When it comes time to choose apples for the home orchard, there are so many fine heirloom varieties. Here is a profile of one special variety-the much loved Baldwin.

This wonderful apple is an all purpose variety. It is a classic American heirloom variety that dates to around 1740.

It originated in Wilmington, Massachusetts on the Butters farm, which explains the fact that it was earlier called Butters apple and Butters. It was available commercially by 1810. This is known by various other names, including Red Baldwin, Felch, Steele’s, and Red Winter. Baldwin has become a
classic.

It is a spreading, vigorous, upright, strong, heavy yielding tree. Very long-lived, some have been around for several centuries. The fruits ripen mid-season. Tending to bear regularly in alternate years, it is slow to begin producing fruits. However, once it begins it will produce huge crops once it starts.

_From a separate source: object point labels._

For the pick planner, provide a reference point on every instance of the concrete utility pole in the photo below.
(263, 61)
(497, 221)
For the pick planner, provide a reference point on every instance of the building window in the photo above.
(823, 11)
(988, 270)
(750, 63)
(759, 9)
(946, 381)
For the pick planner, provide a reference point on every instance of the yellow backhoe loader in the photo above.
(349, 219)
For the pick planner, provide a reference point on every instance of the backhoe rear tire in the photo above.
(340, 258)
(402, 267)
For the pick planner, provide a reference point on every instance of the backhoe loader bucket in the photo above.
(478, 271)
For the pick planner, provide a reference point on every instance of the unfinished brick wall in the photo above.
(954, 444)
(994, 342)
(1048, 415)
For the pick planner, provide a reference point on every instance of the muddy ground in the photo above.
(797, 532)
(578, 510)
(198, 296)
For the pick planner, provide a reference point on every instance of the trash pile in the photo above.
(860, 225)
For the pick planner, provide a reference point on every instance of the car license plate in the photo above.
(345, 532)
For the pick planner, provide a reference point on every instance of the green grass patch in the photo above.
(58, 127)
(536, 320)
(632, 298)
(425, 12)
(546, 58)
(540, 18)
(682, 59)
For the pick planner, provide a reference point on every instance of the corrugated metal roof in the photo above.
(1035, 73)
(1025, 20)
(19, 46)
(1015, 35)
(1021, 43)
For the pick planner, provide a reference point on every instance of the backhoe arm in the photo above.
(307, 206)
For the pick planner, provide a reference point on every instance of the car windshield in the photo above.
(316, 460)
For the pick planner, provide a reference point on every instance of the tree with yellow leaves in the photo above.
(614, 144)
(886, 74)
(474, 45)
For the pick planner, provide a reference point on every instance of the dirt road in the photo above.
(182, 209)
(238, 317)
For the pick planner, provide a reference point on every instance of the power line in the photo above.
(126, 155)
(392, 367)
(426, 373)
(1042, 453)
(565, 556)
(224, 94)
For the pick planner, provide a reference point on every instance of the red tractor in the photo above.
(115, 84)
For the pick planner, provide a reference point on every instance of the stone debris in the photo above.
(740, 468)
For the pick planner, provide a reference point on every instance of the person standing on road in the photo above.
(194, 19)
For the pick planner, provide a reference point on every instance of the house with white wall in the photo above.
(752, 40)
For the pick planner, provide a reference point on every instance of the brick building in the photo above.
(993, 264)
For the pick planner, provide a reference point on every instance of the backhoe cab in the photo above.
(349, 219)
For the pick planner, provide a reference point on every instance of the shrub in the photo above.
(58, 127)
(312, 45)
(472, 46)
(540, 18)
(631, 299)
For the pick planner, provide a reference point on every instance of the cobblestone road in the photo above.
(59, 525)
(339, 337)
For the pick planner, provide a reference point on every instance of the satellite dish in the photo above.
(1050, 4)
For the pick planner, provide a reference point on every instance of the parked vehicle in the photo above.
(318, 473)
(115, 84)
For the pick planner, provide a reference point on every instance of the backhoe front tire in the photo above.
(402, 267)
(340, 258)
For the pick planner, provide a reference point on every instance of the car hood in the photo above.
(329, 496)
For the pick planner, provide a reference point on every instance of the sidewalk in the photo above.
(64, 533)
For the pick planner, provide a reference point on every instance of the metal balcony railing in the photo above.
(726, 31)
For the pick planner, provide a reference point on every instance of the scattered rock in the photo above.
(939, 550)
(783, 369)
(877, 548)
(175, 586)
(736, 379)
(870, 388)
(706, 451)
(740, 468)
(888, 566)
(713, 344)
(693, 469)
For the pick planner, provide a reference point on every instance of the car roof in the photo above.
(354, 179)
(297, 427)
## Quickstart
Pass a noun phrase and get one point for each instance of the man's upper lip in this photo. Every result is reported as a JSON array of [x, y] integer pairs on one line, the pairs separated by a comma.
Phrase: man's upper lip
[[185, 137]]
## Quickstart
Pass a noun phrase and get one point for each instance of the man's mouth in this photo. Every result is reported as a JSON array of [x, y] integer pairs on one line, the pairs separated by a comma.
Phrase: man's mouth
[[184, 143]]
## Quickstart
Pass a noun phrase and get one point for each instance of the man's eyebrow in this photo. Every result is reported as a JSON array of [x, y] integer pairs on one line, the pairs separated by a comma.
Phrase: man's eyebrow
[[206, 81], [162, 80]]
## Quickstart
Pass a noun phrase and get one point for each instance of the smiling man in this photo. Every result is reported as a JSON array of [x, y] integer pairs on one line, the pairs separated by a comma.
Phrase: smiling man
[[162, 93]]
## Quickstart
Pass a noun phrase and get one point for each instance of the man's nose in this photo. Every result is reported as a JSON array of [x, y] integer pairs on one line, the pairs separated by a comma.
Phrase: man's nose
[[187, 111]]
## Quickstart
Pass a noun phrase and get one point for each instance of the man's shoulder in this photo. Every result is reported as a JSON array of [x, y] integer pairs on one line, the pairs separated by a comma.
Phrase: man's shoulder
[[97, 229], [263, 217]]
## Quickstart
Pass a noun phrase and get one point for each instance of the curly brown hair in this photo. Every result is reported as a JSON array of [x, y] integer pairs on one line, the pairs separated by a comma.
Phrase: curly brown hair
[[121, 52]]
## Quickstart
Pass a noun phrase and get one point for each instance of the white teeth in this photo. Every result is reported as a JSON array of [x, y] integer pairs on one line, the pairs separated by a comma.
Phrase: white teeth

Baldwin blooms early to mid-season. It is best suited to zones four through six. In some regions of the North it fell out of favor after being killed by terribly cold winters. This variety is unusual in that is resistant to both insects and diseases.

This is a mid-season variety that ripens from mid to late September onward. There is some disagreement as to whether it is a fall or a winter apple. These tart fruits are great for cider blends. This is one of the best all purpose apple varieties both for commercial orchards and home gardeners.

Baldwins are great for eating fresh. These are also good for cooking, applesauce, baked goods, and pie.

They keep well when grown in the North, lasting into March. However, that isn’t always the case in the South. In addition, the flavor of northern-grown ones are better. In the South, the fruits have a tendency to rot prematurely on the tree before they ripen.

The aromatic, round to conical fruits can be medium to very large. These are yellow or gold with a red blush along with dots, mottling, or russeting. They can feature bright red stripes. These have a tough, thick, smooth skin. The white to yellow flesh is coarse, firm, hard, crisp, and juicy. This doesn’t bruise easily. The flavor is considered excellent—sprightly mild subacid.